After the devastation of the Holocaust, rebuilding family life assumed primary importance for many Jewish Displaced Persons (DPs).1 For all too many survivors, attempts to locate loved ones and confirm how family members had died and where often ended in failure. For those still living, a profound sense of the unknown defined the postwar experience.
This lack of closure had practical as well as psychological implications. For religious Jews—particularly for observant Jewish women—the inability to prove the death of a husband presented a problem in traditional Jewish law, or Halacha. According to these traditions, a woman who could not prove her husband's death became an agunah: "chained" to her marriage and unable to wed another. Normally, rabbinic authorities would require a death certificate or a witness to the death in order to declare a Jewish woman a widow. The Holocaust, however, introduced special circumstances in which deaths often had no official certification and living witnesses could not be identified.2
Concerns over these issues affected Jewish communities even as the war still raged. Rabbi Shlomo Kahane, who left Warsaw in May 1940, organized special bureaus to resolve these problems almost immediately after the Nazi invasion of Poland in 1939.3 After the war, when a more complete understanding of the genocide began to emerge, these questions became more urgent. In order for women to be able to remarry, a new procedure was needed to release them from their ties to their deceased husbands. In August 1946, a general committee of rabbis formed in the DP camps in the US zone of occupied Germany to address the issue of agunot and created new standards for proof of death that accounted for the processes of industrialized killing.4
The featured document from the Hungarian Orthodox rabbinate in Budapest highlights questions and concerns that were important to religious Jews throughout the region. The document released Golda Leitman Weiss from her marriage to Moshe Weiss, who was presumed dead. He had been deported to Auschwitz in 1944 as part of the mass deportations from Hungary that resulted in the murder of nearly 450,000 Jews.5 This standard printed form reveals that this was not an uncommon event. It also might suggest her intention to remarry. After the Holocaust and World War II, Jewish communities experienced a postwar marriage and "baby boom."6 In addition to allowing its recipient to remarry within the Jewish faith, the form served another purpose as well: in the eyes of Jewish law, this document is also a de facto death certificate.

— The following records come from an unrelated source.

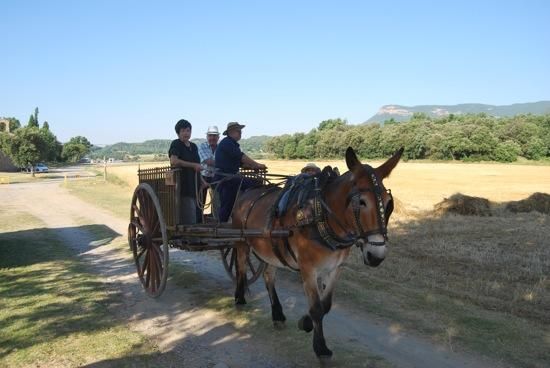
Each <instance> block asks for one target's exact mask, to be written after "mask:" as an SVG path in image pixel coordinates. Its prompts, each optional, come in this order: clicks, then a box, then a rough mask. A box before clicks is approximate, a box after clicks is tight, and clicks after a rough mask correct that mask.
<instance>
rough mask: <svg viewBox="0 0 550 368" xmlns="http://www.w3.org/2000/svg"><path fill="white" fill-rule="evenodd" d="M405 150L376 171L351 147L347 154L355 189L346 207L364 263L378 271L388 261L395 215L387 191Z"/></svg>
mask: <svg viewBox="0 0 550 368" xmlns="http://www.w3.org/2000/svg"><path fill="white" fill-rule="evenodd" d="M402 154H403V148H401V149H400V150H398V151H397V152H395V153H394V155H393V156H392V157H391V158H390V159H389V160H387V161H386V162H384V163H383V164H382V165H380V166H379V167H377V168H373V167H371V166H369V165H363V164H361V162H360V161H359V159H358V158H357V156H356V155H355V152H354V151H353V149H352V148H351V147H349V148H348V149H347V150H346V164H347V166H348V169H349V171H350V172H351V173H352V176H351V180H352V187H351V190H350V192H349V195H348V198H347V200H346V204H347V206H348V209H347V214H348V217H349V219H350V221H352V222H353V223H354V227H355V232H356V234H357V236H358V237H359V239H358V241H357V246H358V247H359V248H361V252H362V253H363V262H364V263H365V264H366V265H369V266H372V267H376V266H378V265H379V264H380V263H382V261H383V260H384V258H385V257H386V253H387V247H386V241H387V239H388V237H387V225H388V220H389V218H390V215H391V212H392V211H393V198H392V195H391V192H390V191H389V190H387V189H386V188H385V187H384V183H383V180H384V178H386V177H388V176H389V175H390V173H391V172H392V170H393V169H394V167H395V166H396V165H397V163H398V162H399V159H400V158H401V155H402Z"/></svg>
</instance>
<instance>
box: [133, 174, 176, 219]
mask: <svg viewBox="0 0 550 368" xmlns="http://www.w3.org/2000/svg"><path fill="white" fill-rule="evenodd" d="M180 175H181V170H180V169H173V168H171V167H170V166H164V167H155V168H151V169H140V170H138V178H139V183H140V184H142V183H147V184H149V185H150V186H151V187H152V188H153V191H154V192H155V193H156V195H157V197H158V199H159V203H160V208H161V210H162V215H163V216H164V221H165V222H166V227H167V228H168V229H173V228H175V226H176V225H177V224H179V223H180V221H179V219H180V218H181V213H180V211H181V208H180V205H179V204H180V198H181V196H180V195H178V194H179V193H181V188H180V186H181V184H180V183H181V181H180V179H179V178H180Z"/></svg>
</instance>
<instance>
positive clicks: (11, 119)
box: [8, 118, 21, 133]
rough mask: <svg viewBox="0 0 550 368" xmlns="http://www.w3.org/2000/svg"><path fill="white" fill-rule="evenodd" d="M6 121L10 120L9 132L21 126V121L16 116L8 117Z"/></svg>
mask: <svg viewBox="0 0 550 368" xmlns="http://www.w3.org/2000/svg"><path fill="white" fill-rule="evenodd" d="M8 121H9V122H10V132H12V133H13V132H14V131H15V130H17V129H19V128H21V123H20V122H19V120H17V119H16V118H8Z"/></svg>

Golda was the Hebrew name of Olga Leitman Weiss, who was originally married to Laszlo Weiss. In 1944, Laszlo was taken to a slave labor camp. Olga survived in one of Raoul Wallenberg's safe houses, and her daughter Eva also survived in hiding in Budapest. In 1946, she married Albert Freedman, who had lost his entire family. It is likely that the prospect of this marriage provided the impetus for applying for this release from widowhood. Olga gave birth to a son in 1947, and the family immigrated to Canada in January 1951.